Diary of Charles Francis Adams, volume 3

Sunday. 22d.

Tuesday. 24th.

Monday 23rd. CFA

1830-08-23

Monday 23rd. CFA
Monday 23rd.

Morning cloudy. Rode to town as usual. At the Office where I performed my usual duties. Offered my bond for approval by the Judge of Probate but found it had no Seals and therefore would not answer, so that I was to carry it out to Quincy again. From thence I went down to see Mr. New’s Estates which I propose to sell. Found them both tolerably good houses and situated well to rent. Indeed it seemed to me there was no reason why they should not sell for a great deal more than the Mortgage. However all these things are matter of chance. 307Returned to the Office and after a short visit to Mr. Brooks went out to Quincy.

The afternoon was spent in strolling with my father to the Ledges at the Railway.1 My purpose was to inquire of the conductors there the price of good stone, in case I should decide upon having the Store in Court Street done. He whom I saw referred me to Mr. Caleb Pratt in Boston.2 My father’s object was to examine his woodland for a spot fit to cut for consumption. We went to the top of the Tower and were pleased with the fine view which we had from there.3 This Railway has been a great work, and the undertakers of it have certainly been entitled to considerable credit in carrying it on. It has moreover reduced the price of Stone very much, and thus brought it into much more extensive use, besides increasing the value of the Quarries.

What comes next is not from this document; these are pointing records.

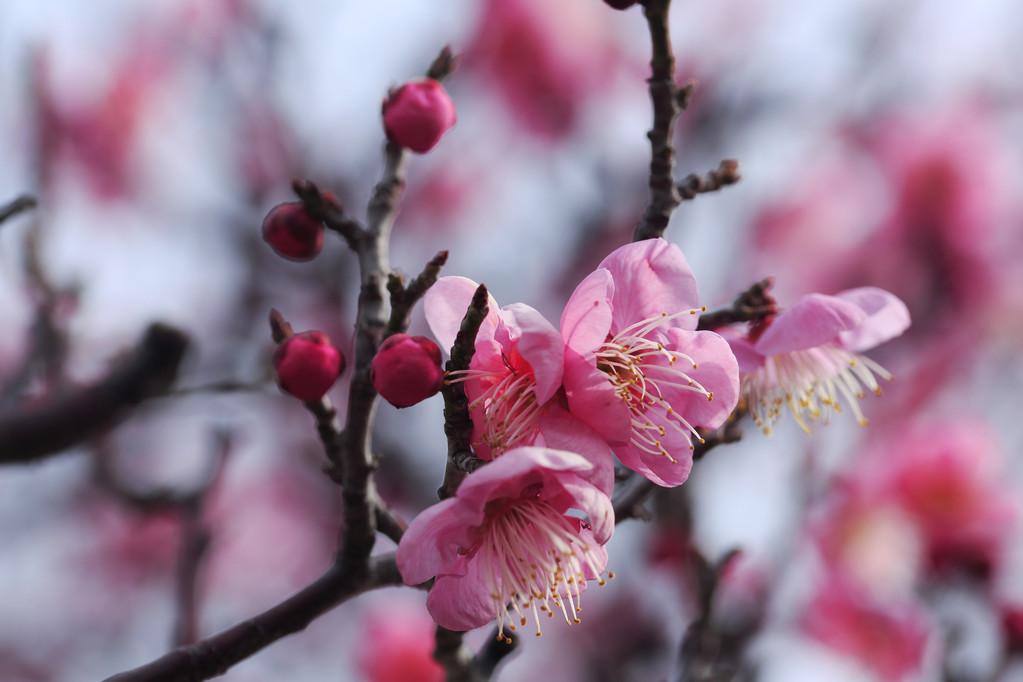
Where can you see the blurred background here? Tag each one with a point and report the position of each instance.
(880, 143)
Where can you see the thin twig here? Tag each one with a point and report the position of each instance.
(331, 437)
(214, 655)
(668, 100)
(457, 422)
(16, 206)
(753, 305)
(725, 174)
(35, 432)
(404, 298)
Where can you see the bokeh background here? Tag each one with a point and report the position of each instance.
(880, 143)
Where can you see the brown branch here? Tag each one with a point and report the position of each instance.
(195, 535)
(457, 423)
(16, 206)
(404, 298)
(331, 437)
(214, 655)
(725, 174)
(753, 305)
(668, 101)
(36, 432)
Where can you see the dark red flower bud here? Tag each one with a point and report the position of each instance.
(307, 365)
(407, 369)
(417, 115)
(293, 232)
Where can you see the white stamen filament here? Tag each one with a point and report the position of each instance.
(625, 358)
(509, 406)
(533, 560)
(809, 383)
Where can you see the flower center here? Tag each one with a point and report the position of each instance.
(633, 364)
(533, 559)
(810, 383)
(508, 404)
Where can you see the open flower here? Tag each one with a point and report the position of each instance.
(635, 370)
(521, 537)
(809, 357)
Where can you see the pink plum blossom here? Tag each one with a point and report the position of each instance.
(808, 358)
(946, 478)
(514, 377)
(635, 368)
(521, 537)
(890, 637)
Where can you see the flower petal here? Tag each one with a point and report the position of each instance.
(561, 430)
(717, 371)
(887, 317)
(445, 305)
(516, 470)
(592, 399)
(586, 318)
(651, 277)
(538, 343)
(814, 320)
(460, 602)
(430, 546)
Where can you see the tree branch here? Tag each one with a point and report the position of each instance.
(214, 655)
(726, 174)
(457, 423)
(404, 298)
(33, 433)
(16, 206)
(753, 305)
(668, 100)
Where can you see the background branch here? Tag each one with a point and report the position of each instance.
(32, 433)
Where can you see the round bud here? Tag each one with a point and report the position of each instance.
(407, 369)
(293, 232)
(417, 115)
(307, 365)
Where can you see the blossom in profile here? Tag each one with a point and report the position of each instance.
(946, 478)
(519, 540)
(809, 359)
(635, 369)
(513, 378)
(890, 638)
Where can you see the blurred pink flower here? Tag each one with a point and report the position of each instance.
(626, 327)
(809, 357)
(888, 638)
(544, 59)
(398, 645)
(945, 475)
(512, 538)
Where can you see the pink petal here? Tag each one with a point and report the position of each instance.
(815, 320)
(657, 468)
(460, 602)
(748, 358)
(592, 399)
(887, 317)
(651, 277)
(516, 470)
(445, 305)
(586, 318)
(717, 371)
(581, 495)
(561, 430)
(430, 546)
(538, 343)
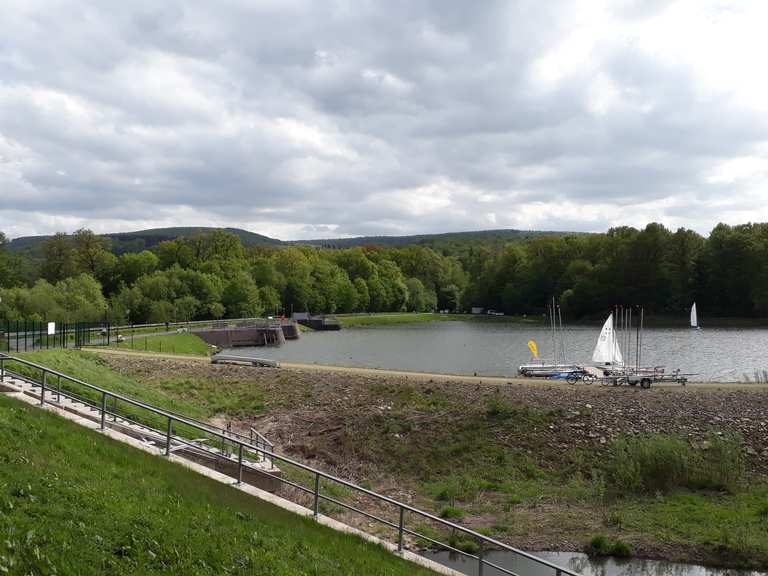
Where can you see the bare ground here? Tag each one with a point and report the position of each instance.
(317, 415)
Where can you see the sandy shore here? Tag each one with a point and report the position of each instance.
(433, 376)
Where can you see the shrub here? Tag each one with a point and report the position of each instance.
(601, 545)
(721, 465)
(649, 464)
(660, 463)
(451, 513)
(463, 543)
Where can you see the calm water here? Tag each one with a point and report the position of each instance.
(581, 564)
(498, 348)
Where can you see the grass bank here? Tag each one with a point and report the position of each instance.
(181, 343)
(76, 502)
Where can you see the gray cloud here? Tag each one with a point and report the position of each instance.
(302, 119)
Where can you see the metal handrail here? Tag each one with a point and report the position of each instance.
(267, 452)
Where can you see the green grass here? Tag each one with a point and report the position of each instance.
(602, 545)
(661, 463)
(492, 459)
(730, 527)
(92, 369)
(183, 343)
(75, 502)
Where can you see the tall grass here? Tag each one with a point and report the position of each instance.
(662, 463)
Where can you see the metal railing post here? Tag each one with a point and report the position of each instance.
(317, 494)
(481, 562)
(168, 437)
(240, 464)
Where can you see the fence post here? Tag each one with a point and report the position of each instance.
(240, 465)
(168, 437)
(481, 562)
(317, 494)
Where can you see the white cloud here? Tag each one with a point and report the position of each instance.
(296, 119)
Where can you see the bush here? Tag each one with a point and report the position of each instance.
(649, 464)
(601, 545)
(721, 465)
(451, 513)
(660, 463)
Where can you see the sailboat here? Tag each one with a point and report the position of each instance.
(558, 366)
(607, 350)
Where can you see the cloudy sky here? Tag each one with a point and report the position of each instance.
(301, 119)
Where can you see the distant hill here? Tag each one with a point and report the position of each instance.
(122, 242)
(143, 239)
(481, 236)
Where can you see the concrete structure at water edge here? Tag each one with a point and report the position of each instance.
(255, 334)
(320, 322)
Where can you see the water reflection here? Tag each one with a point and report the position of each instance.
(581, 564)
(498, 348)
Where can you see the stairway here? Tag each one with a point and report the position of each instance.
(257, 469)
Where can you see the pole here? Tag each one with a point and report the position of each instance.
(640, 346)
(317, 494)
(240, 465)
(168, 437)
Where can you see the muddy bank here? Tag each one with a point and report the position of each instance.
(395, 432)
(311, 403)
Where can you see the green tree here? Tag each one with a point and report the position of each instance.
(59, 258)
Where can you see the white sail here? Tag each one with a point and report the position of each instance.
(607, 349)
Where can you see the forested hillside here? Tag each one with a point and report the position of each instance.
(214, 275)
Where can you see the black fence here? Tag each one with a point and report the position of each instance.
(30, 335)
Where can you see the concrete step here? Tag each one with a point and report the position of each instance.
(196, 450)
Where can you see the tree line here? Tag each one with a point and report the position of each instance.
(213, 275)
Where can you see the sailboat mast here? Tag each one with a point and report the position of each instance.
(640, 345)
(629, 337)
(552, 326)
(562, 334)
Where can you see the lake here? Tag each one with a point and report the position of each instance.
(581, 564)
(498, 348)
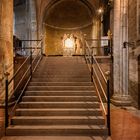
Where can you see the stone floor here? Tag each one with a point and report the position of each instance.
(125, 125)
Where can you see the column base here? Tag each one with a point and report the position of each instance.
(121, 100)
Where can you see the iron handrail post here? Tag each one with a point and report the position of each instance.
(92, 65)
(6, 100)
(108, 103)
(41, 47)
(31, 62)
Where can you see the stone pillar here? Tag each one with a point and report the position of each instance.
(6, 43)
(120, 35)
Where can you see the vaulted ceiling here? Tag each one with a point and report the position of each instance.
(67, 13)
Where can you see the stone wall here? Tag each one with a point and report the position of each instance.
(134, 51)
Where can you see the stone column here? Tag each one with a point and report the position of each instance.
(120, 35)
(6, 43)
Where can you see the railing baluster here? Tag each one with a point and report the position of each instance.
(106, 93)
(6, 100)
(108, 108)
(31, 62)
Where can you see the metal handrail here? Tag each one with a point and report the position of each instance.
(29, 68)
(106, 93)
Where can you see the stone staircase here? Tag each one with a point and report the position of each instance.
(60, 100)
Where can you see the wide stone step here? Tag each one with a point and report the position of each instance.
(59, 93)
(60, 76)
(59, 98)
(61, 84)
(60, 72)
(59, 105)
(59, 88)
(58, 112)
(58, 120)
(61, 79)
(57, 130)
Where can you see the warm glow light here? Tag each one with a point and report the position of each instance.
(69, 43)
(100, 11)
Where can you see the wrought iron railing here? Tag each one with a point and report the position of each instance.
(100, 80)
(24, 75)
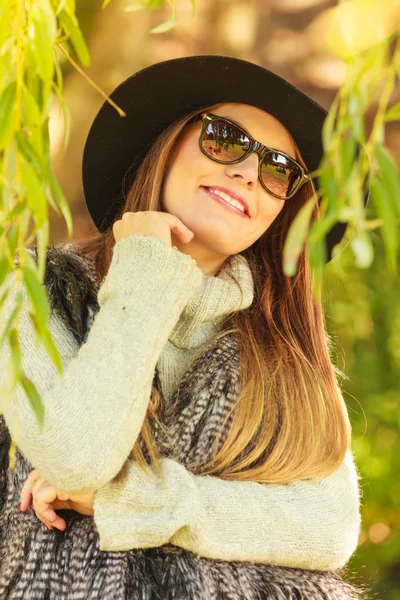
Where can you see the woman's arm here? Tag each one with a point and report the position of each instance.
(304, 524)
(95, 410)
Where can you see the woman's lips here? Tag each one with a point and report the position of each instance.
(226, 204)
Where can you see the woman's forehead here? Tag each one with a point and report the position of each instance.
(260, 124)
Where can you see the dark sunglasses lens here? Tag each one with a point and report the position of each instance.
(279, 174)
(224, 142)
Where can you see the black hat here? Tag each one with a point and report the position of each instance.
(156, 96)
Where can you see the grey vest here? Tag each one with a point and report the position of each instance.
(37, 564)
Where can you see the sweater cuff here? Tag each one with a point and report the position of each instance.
(139, 259)
(138, 511)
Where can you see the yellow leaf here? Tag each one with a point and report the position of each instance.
(354, 26)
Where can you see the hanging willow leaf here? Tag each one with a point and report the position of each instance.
(393, 114)
(62, 202)
(296, 237)
(4, 269)
(6, 7)
(382, 201)
(362, 248)
(17, 304)
(47, 341)
(391, 177)
(15, 354)
(37, 296)
(33, 122)
(34, 192)
(34, 399)
(7, 112)
(70, 25)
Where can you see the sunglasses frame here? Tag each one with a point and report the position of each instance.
(255, 146)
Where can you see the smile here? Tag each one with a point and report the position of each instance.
(225, 203)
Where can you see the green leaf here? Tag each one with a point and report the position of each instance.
(42, 242)
(62, 202)
(34, 398)
(37, 296)
(362, 248)
(18, 299)
(32, 120)
(166, 26)
(7, 112)
(296, 236)
(12, 239)
(29, 152)
(4, 269)
(330, 123)
(47, 342)
(381, 198)
(34, 193)
(390, 175)
(347, 153)
(17, 210)
(15, 354)
(393, 114)
(6, 7)
(43, 37)
(70, 25)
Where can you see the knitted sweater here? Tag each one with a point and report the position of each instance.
(103, 395)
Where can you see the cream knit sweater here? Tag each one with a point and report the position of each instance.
(103, 394)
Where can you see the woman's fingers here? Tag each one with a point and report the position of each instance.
(45, 494)
(26, 492)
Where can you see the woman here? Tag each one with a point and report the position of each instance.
(198, 444)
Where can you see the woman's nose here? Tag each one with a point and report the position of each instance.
(247, 169)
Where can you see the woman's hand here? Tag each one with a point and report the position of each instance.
(154, 223)
(46, 499)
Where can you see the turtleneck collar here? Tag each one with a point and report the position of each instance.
(214, 299)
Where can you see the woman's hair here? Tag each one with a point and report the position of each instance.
(290, 419)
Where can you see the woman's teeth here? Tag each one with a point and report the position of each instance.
(228, 199)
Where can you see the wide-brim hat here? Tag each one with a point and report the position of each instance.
(156, 96)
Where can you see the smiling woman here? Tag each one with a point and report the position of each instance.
(193, 181)
(198, 401)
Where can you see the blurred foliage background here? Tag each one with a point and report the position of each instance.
(362, 306)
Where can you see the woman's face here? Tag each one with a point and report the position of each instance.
(219, 231)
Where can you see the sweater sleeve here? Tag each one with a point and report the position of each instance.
(303, 524)
(94, 411)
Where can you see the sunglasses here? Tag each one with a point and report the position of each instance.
(226, 142)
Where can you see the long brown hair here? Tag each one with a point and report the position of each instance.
(290, 419)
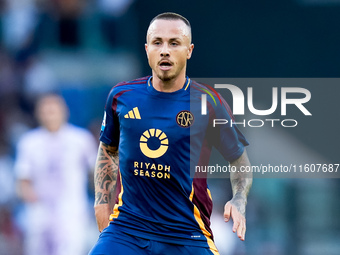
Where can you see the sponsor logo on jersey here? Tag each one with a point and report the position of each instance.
(159, 137)
(185, 118)
(133, 114)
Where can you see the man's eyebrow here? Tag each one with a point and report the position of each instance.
(161, 38)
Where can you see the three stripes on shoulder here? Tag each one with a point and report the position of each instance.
(133, 114)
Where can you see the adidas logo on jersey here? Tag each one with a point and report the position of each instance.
(133, 114)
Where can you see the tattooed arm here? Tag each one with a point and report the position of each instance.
(236, 207)
(105, 178)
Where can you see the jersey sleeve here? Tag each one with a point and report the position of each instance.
(23, 165)
(227, 138)
(109, 133)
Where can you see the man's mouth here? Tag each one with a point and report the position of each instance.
(165, 65)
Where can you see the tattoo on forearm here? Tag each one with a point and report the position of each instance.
(241, 181)
(105, 174)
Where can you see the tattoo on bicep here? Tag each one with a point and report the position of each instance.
(105, 174)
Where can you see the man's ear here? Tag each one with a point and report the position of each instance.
(146, 50)
(191, 48)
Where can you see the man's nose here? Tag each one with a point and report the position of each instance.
(165, 51)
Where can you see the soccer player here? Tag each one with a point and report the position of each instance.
(52, 166)
(152, 136)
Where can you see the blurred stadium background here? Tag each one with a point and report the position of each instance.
(82, 48)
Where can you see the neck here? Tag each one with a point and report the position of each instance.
(168, 86)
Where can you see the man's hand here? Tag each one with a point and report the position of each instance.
(102, 213)
(235, 209)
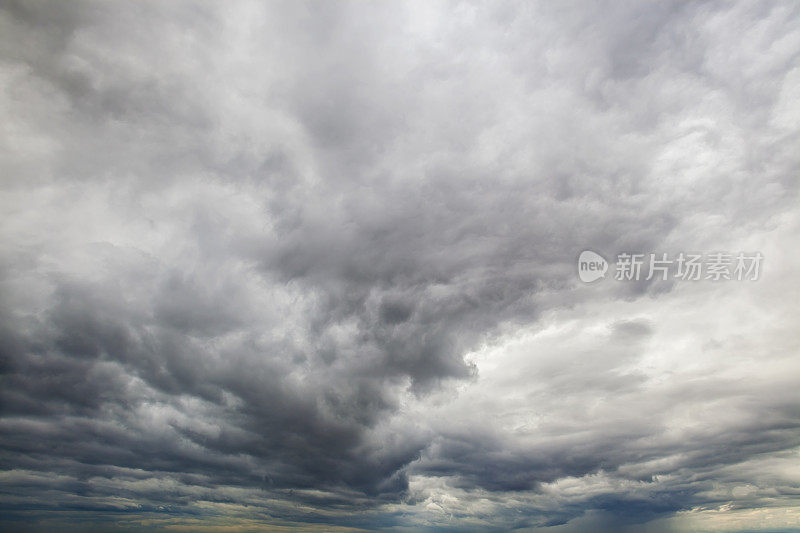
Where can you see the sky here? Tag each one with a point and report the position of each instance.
(312, 266)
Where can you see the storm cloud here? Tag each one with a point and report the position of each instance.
(313, 264)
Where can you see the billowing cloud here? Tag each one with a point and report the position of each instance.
(313, 265)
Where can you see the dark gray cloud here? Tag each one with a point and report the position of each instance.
(312, 264)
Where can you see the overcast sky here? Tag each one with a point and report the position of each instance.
(286, 264)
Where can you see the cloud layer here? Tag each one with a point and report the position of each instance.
(313, 264)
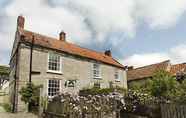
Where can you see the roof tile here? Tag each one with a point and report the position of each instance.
(67, 47)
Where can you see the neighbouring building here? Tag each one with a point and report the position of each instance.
(59, 66)
(140, 76)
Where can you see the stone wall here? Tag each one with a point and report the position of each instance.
(73, 68)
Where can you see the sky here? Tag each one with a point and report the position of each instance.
(138, 32)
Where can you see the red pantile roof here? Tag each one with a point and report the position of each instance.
(67, 47)
(178, 68)
(146, 71)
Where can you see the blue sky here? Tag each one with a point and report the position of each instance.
(138, 32)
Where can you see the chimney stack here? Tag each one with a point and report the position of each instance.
(20, 22)
(130, 67)
(108, 53)
(62, 36)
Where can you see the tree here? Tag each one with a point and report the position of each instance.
(30, 95)
(162, 84)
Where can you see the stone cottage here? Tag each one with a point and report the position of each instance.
(58, 65)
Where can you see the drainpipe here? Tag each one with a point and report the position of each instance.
(31, 54)
(30, 73)
(14, 109)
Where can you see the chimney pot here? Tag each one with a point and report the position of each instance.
(108, 53)
(20, 22)
(130, 67)
(62, 36)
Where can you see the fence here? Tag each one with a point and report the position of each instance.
(173, 111)
(108, 107)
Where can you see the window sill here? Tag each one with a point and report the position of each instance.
(97, 77)
(54, 72)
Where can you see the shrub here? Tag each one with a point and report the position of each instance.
(99, 91)
(30, 95)
(7, 107)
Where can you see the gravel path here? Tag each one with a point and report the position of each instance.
(17, 115)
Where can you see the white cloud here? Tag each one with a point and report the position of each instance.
(138, 60)
(176, 54)
(161, 13)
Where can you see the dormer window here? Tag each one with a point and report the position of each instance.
(96, 71)
(54, 63)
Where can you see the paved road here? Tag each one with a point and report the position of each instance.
(17, 115)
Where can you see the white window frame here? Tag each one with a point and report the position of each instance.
(99, 69)
(60, 88)
(60, 66)
(118, 75)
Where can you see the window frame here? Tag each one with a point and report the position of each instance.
(48, 87)
(117, 72)
(99, 69)
(60, 66)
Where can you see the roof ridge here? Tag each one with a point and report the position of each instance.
(71, 48)
(166, 61)
(65, 42)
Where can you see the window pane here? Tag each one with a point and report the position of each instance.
(53, 87)
(54, 62)
(96, 70)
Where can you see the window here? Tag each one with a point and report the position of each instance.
(54, 62)
(97, 85)
(116, 75)
(53, 87)
(96, 71)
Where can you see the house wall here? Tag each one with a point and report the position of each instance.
(73, 68)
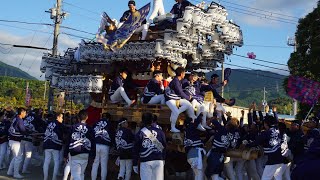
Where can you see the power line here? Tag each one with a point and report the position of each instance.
(260, 9)
(267, 46)
(258, 13)
(66, 27)
(26, 29)
(45, 24)
(25, 52)
(81, 8)
(81, 37)
(41, 53)
(253, 13)
(251, 72)
(259, 60)
(24, 22)
(264, 17)
(271, 67)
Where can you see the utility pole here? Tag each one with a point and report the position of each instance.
(45, 90)
(57, 16)
(291, 41)
(222, 78)
(264, 102)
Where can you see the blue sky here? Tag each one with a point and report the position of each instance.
(84, 15)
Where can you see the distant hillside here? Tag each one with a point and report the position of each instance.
(247, 87)
(7, 70)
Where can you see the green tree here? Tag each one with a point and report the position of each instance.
(305, 61)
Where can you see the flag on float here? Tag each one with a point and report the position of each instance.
(28, 95)
(304, 90)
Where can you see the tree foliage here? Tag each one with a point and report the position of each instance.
(305, 61)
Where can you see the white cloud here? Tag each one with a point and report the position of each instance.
(32, 58)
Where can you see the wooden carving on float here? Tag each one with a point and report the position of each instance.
(116, 39)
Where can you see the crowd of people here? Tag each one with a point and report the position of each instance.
(72, 141)
(288, 153)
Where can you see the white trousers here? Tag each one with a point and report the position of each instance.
(198, 173)
(152, 170)
(209, 108)
(67, 169)
(48, 155)
(158, 9)
(273, 171)
(26, 148)
(3, 154)
(286, 171)
(260, 163)
(102, 156)
(252, 170)
(201, 108)
(159, 99)
(17, 158)
(120, 95)
(185, 105)
(144, 30)
(125, 169)
(78, 166)
(232, 173)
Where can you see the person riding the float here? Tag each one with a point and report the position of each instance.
(153, 92)
(194, 147)
(117, 92)
(192, 87)
(175, 97)
(179, 8)
(126, 15)
(149, 150)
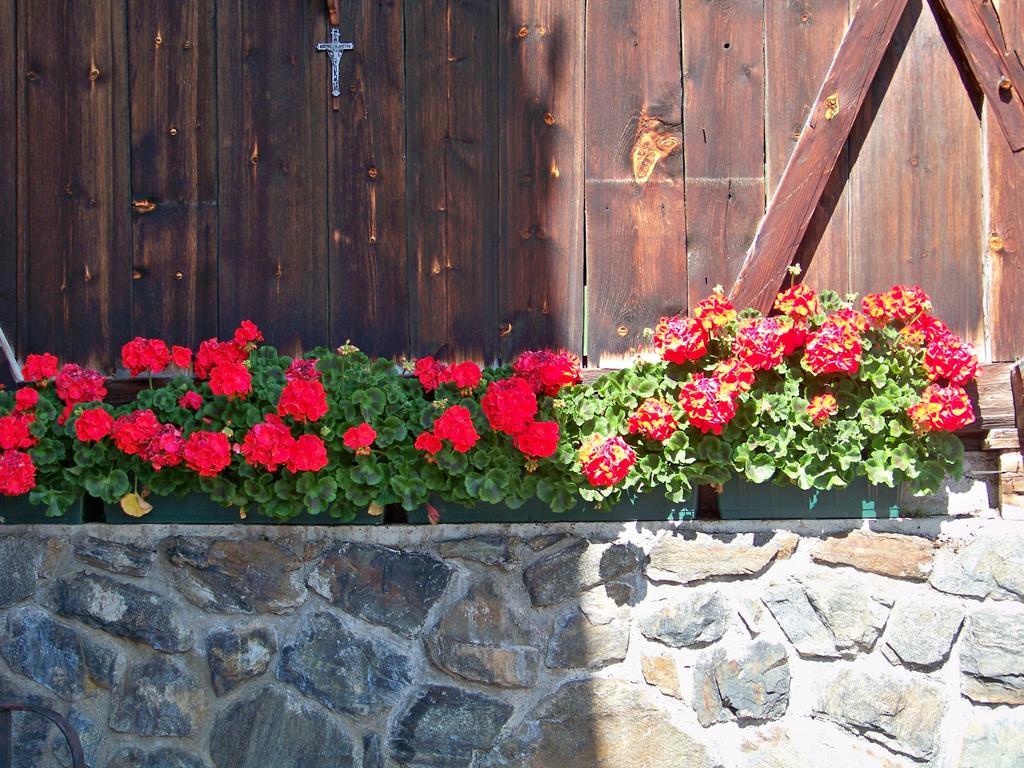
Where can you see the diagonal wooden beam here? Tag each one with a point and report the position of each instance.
(816, 153)
(1000, 77)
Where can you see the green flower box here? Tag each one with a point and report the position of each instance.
(741, 500)
(634, 507)
(18, 510)
(196, 509)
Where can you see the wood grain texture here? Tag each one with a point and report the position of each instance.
(367, 184)
(801, 40)
(452, 119)
(272, 171)
(996, 71)
(724, 86)
(172, 76)
(542, 182)
(8, 180)
(1006, 218)
(74, 182)
(915, 186)
(636, 232)
(817, 153)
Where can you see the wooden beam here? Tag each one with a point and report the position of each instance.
(817, 152)
(976, 26)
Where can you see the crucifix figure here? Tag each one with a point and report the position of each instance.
(334, 49)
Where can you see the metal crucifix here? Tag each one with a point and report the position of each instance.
(334, 49)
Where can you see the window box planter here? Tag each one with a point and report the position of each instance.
(639, 507)
(741, 500)
(19, 511)
(196, 509)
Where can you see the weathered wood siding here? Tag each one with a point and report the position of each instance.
(501, 174)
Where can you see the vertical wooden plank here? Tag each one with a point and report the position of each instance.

We returned in time for the Ladies to take a ride, and I worked a little upon my Catalogue which I am now working off entire. Called with Robert Buchanan upon our Neighbour George Beale who seemed in no very good humour, which I attributed to his failure at Squantum.

1.

The Ledges was the local name for the stone escarpment in Quincy which Gridley Bryant purchased in 1825 with funds supplied by Dr. John C. Warren as a quarry for the granite to be used for the Bunker Hill monument. Faced with the problem of transporting the blocks the four miles from the Quarry to water-carriage on the Neponset River, Bryant conceived the idea of a railroad, obtained a charter from the legislature, and began construction. The first train of cars, horse-drawn, passing over the whole length of tracks of the Granite Railway in Quincy on 7 Oct. 1826, was the effective beginning of railroad enterprise in the United States (C. F. Adams Jr., “The Canal and Railroad Enterprise of Boston,” in Winsor, Memorial History of Boston , 4:116–121). The route taken by the railway is marked on the “map of Boston and the adjacent towns” in the present volume. On the railway’s cars, see above, p. xiv.

2.

Caleb Pratt, agent in Boston for the Railway Quarry (subsequently the Bunker-Hill Quarry), was a housewright on Sea Street ( Boston Directory, 1830–1831, and entry for 31 Aug., below).

3.

Fifty-eight steps led to the top of the tower. The structure was built by Col. Thomas Handasyd Perkins, into whose hands the whole stock of the railway and quarry fell (JQA, Diary, 23 Aug., and Winsor, Memorial History of Boston , 4:118).